Haven't used Harry's razer, but seems since I have become more mature, I don't have the five o'clock shadow any more. I still shave everyday, whereas before I'd shave again if we were going to a fancier gig at night. I guess there is an advantage to gray/white hair after all. <_< As far as a beard, only in the winter, but still had to trim/shave round the edges and they are warmer.

Larry


----------



## CowboyRam (Dec 13, 2015)

I have been using an Harry's razor for about six months. I don't think that they are as sharp as my Gillette razors were. The head is all made of plastic and has a tendency not to keep the head on the trailing edge tight to the face.

I have also tried the Defender razor, they are really cheap to buy, it kinds of has a interesting design. They are only three blades, I do like how it keeps all the edges of the blades even with the face. I think I may try it again. I am not sure it is as sharp as the Gillette. I think for the cost you can't hardly beat the Defender.

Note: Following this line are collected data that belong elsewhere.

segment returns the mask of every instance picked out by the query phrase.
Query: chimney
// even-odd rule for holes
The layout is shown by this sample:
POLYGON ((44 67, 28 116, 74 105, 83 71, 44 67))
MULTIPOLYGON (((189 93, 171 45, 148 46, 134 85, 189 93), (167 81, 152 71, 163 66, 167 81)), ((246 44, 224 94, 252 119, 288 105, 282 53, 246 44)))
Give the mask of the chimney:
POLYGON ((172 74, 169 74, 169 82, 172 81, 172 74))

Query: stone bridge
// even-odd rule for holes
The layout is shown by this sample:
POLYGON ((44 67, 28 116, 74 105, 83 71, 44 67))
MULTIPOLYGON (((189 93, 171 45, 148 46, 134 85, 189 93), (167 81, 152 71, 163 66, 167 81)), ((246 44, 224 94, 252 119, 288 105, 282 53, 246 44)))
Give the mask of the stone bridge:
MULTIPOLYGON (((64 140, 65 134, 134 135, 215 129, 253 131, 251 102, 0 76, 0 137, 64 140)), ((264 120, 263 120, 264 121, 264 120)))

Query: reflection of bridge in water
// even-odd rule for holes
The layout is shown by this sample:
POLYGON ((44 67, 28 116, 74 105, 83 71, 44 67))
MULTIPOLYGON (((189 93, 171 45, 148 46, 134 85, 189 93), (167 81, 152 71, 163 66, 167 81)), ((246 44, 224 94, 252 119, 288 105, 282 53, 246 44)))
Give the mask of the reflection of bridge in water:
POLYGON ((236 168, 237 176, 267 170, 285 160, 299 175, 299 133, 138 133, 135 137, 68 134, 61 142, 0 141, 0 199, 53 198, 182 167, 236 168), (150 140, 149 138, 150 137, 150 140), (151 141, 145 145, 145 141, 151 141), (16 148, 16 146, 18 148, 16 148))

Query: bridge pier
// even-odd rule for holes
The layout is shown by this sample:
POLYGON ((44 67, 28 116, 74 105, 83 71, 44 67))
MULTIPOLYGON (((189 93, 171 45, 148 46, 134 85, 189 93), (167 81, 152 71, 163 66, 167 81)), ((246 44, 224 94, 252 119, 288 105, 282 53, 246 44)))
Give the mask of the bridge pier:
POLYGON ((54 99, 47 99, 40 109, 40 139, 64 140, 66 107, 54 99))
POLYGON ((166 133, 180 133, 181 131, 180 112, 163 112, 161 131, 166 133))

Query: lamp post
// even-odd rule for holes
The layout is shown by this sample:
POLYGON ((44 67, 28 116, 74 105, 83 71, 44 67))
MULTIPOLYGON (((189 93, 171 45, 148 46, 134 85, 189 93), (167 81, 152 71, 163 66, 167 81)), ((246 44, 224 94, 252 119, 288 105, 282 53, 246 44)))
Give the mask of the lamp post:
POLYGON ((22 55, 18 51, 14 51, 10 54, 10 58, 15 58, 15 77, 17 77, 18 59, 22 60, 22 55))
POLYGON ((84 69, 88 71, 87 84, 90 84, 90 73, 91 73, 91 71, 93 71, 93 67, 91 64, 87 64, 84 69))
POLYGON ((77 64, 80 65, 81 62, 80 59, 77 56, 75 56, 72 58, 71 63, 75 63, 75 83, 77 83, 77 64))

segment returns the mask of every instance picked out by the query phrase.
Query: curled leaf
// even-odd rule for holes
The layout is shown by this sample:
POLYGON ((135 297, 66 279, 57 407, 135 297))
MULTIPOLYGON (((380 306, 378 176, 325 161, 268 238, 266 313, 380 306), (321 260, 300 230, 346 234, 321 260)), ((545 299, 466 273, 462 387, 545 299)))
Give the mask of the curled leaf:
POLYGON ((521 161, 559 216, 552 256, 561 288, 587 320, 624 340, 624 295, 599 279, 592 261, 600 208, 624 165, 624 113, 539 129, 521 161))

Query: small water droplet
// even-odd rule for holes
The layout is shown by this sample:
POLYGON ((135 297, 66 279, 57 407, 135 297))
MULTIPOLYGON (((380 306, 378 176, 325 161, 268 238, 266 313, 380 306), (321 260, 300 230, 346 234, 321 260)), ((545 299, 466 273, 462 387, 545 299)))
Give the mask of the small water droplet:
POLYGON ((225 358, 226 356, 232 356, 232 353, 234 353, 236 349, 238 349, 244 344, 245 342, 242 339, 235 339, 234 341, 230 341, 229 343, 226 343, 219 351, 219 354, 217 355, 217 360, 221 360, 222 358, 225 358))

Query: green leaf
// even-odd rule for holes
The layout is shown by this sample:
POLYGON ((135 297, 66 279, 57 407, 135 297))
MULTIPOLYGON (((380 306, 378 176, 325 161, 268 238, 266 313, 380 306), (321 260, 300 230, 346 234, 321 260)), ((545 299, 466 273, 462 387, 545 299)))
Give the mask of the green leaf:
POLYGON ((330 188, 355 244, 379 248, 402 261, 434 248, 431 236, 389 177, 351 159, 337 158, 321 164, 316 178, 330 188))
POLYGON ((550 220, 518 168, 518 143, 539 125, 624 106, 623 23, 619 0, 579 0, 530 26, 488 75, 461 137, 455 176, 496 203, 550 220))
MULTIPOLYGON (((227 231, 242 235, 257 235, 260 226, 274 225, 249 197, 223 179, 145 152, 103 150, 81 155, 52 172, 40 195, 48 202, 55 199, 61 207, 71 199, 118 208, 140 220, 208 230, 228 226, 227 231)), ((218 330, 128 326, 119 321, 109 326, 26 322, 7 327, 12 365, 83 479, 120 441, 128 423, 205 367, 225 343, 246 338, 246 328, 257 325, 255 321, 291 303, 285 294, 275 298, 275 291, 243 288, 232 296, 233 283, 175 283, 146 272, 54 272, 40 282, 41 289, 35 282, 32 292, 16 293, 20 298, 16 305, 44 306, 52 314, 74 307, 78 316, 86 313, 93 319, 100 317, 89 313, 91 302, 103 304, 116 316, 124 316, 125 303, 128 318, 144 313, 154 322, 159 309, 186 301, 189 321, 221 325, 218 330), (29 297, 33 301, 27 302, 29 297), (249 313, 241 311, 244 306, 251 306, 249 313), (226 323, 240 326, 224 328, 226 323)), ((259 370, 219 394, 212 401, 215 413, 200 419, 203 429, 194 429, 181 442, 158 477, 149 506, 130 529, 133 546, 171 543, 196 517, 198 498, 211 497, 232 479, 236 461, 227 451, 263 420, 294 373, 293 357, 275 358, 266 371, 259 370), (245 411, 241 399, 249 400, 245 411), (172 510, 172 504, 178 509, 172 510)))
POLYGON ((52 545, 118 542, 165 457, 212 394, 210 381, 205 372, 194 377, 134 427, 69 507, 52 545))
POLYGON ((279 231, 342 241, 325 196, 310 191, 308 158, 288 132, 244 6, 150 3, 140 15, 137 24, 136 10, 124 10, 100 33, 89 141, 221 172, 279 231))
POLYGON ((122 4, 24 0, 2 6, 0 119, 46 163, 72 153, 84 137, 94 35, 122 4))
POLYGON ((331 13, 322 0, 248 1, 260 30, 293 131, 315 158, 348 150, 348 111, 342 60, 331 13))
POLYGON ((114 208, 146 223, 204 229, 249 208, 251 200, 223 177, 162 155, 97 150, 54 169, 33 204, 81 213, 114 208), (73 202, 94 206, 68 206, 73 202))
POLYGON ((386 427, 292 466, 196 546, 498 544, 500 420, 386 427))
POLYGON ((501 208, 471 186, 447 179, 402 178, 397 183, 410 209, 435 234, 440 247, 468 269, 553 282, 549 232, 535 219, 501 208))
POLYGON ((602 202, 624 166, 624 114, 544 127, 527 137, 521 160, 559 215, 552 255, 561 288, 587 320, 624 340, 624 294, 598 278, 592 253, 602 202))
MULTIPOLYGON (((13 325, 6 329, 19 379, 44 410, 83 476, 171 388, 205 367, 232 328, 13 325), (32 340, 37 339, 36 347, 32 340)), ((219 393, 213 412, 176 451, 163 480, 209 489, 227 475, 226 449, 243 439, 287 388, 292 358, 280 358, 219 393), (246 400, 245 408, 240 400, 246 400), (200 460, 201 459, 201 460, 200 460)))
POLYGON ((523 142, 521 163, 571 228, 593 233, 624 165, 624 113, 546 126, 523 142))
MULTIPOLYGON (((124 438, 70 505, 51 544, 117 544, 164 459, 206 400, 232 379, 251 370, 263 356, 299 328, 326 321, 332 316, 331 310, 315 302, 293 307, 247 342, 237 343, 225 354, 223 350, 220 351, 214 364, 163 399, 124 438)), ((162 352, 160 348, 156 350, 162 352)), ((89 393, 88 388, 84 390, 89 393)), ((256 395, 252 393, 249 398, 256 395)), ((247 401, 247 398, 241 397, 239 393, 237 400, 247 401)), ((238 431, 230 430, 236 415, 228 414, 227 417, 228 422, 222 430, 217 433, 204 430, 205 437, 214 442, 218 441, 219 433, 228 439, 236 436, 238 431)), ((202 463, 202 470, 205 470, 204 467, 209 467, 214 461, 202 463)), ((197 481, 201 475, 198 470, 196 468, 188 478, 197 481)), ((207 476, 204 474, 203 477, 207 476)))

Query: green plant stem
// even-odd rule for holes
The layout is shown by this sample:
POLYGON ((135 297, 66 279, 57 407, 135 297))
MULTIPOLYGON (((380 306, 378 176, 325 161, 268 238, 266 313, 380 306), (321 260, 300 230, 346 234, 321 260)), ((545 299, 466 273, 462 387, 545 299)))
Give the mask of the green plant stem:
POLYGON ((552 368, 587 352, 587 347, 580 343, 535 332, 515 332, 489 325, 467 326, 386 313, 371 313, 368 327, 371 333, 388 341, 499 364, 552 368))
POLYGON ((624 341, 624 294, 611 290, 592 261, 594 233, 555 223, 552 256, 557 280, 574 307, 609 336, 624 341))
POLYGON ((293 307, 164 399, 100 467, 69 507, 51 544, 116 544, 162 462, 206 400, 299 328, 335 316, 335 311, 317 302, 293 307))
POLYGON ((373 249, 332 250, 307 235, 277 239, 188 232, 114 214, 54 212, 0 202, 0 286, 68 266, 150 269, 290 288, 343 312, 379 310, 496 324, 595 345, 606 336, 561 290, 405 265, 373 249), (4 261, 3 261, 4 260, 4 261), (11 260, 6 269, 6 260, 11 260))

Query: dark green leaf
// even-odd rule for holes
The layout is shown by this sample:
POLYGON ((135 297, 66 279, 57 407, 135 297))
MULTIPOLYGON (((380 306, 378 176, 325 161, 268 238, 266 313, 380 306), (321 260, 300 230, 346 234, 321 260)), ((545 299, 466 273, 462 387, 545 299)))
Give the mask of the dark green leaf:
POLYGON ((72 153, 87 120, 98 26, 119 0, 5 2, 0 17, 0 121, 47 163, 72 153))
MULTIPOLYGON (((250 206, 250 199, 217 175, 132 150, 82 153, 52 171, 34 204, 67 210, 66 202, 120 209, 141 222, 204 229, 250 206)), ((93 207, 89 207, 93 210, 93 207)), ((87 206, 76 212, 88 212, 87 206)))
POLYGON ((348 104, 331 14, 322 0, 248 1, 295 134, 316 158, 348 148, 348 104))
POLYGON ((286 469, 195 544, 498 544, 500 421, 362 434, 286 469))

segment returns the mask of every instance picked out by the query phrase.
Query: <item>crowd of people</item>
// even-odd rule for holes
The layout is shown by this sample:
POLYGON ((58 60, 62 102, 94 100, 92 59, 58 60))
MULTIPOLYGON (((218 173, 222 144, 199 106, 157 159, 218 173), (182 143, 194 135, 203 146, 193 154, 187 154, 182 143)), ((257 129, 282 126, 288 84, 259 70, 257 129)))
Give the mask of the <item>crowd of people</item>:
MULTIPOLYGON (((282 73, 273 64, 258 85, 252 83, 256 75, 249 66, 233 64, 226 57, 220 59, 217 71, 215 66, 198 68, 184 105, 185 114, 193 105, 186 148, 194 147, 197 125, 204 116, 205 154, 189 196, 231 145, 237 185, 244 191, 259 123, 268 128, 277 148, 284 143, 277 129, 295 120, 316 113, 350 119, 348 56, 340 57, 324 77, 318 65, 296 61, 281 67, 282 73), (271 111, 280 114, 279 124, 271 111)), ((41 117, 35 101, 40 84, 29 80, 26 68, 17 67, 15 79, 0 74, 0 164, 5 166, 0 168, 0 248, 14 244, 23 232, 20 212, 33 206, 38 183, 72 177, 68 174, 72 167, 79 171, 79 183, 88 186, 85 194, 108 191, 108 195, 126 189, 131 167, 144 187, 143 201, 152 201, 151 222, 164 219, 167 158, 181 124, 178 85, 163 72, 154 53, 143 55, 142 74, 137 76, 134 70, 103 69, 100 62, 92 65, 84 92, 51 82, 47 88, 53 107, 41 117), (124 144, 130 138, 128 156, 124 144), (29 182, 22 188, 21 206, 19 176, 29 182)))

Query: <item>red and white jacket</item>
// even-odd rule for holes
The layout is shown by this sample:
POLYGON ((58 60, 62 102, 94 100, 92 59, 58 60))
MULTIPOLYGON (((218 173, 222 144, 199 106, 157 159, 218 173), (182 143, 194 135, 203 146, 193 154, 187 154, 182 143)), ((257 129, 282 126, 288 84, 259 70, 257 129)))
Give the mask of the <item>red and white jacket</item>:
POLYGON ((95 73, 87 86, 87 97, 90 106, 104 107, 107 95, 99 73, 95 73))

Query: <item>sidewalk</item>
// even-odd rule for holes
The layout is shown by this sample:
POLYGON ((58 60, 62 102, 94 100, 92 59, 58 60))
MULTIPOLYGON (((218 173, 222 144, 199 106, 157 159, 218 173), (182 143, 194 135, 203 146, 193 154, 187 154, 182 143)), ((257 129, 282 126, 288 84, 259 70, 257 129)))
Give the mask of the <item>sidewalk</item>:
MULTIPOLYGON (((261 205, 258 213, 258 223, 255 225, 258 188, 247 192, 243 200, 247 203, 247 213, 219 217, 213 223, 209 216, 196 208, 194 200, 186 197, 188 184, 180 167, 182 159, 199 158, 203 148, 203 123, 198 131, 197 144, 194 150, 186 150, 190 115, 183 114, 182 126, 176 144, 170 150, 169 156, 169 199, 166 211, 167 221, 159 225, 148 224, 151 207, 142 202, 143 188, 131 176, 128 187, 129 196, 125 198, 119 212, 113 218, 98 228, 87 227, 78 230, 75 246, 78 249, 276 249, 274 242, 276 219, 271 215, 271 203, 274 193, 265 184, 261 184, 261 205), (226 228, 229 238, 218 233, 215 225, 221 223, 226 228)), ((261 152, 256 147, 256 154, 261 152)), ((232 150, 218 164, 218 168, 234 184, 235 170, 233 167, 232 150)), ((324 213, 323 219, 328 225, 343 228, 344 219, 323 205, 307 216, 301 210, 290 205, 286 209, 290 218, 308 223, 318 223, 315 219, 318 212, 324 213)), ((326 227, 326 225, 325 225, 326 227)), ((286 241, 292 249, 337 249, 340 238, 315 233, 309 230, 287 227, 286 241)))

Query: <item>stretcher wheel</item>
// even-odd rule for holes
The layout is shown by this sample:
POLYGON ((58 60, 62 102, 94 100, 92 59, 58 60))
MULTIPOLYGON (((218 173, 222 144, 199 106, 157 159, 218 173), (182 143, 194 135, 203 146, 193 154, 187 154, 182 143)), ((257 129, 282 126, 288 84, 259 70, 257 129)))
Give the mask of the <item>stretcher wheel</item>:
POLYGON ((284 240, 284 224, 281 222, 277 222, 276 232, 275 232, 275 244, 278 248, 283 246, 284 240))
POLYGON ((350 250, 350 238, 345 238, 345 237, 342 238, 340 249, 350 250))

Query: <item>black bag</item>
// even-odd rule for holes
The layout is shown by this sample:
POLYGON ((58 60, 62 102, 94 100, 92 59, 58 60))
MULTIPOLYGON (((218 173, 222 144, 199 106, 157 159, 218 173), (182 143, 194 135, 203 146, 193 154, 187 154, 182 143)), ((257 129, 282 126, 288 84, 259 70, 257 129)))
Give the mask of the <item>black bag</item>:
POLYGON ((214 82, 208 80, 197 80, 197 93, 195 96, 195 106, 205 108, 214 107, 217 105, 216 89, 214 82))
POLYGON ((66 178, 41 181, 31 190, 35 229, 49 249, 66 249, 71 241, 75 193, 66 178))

https://defenderrazor.com/


----------



## DohrmannEnt (Nov 23, 2010)

I have been using the Harry's shave gel for some time, I really like that and it is available at our local Target store. I have not tried the razors. I still use the Gillette Mach 3, I personally don't like the 5 blade razors as much, they seem to really plug up easy. Honestly, I shave 3X a week at the most. If I don't have meetings, I usually wait until it get too itchy from the facial hair growth and then I use my trimmer w/o guard to trim the growth down and shave. If I am not feeling like shaving, I will do like @Hayjosh does and use my trimmer without a guard to "keep it down".

Funny, it seems that a lot of us are sharing what we do, but are not actually providing your feedback on your question about Harry's Razors. Heck, who doesn't like to share an opinion 

It seems that most of us really don't enjoy shaving that much, but we have it easy compared to the ladies! When my wife and I go out, she will ask "What are you wearing", my response is usually "Shirt and Pants"  If it isn't formal but nice, I pick out the "good jeans" and whatever button up shirt I grab first in the closet. I do verify that it still looks good. Lately, I have had to make sure I wear my "fat clothes", been putting a bit of weight on....I love them baked goods at the Casey's stores all too much and that makes me Happy 

Stay safe out there this Harvest Season, it sure seems to be a challenge everywhere

-Dan


----------